Das LG hat entschieden, dass ein Nutzungsausfall für 275 Tage in Höhe von 38 EUR pro Tag zu zahlen ist, und brachte dabei lediglich 21 Tage in Abzug. Der Geschädigte darf die Ersatzbeschaffung von der Entschädigungsleistung des Schädigers bzw. dessen Versicherer abhängig machen, wenn er selbst dazu finanziell nicht in der Lage ist und die gegnerische Seite zuvor rechtzeitig auf die fehlende Möglichkeit zur Vorfinanzierung hingewiesen hat. Dies gilt grundsätzlich auch, wenn der Geschädigte vollkaskoversichert ist.
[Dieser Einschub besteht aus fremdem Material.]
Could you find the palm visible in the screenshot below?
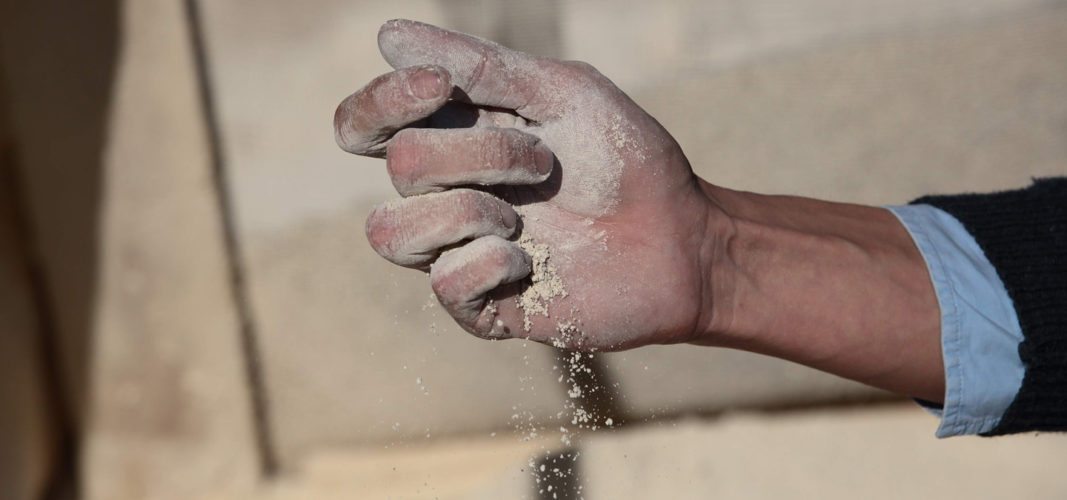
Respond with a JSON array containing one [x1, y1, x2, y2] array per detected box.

In Fällen der vollen Haftung des Unfallgegners besteht weder die Pflicht noch die Obliegenheit, zur Entlastung des Schädigers die eigene Vollkaskoversicherung einzusetzen. Ebenso wenig ist man verpflichtet, den Schaden zunächst aus eigenen Mitteln zu beseitigen oder zur Vermeidung von Folgeschäden einen Kredit aufzunehmen.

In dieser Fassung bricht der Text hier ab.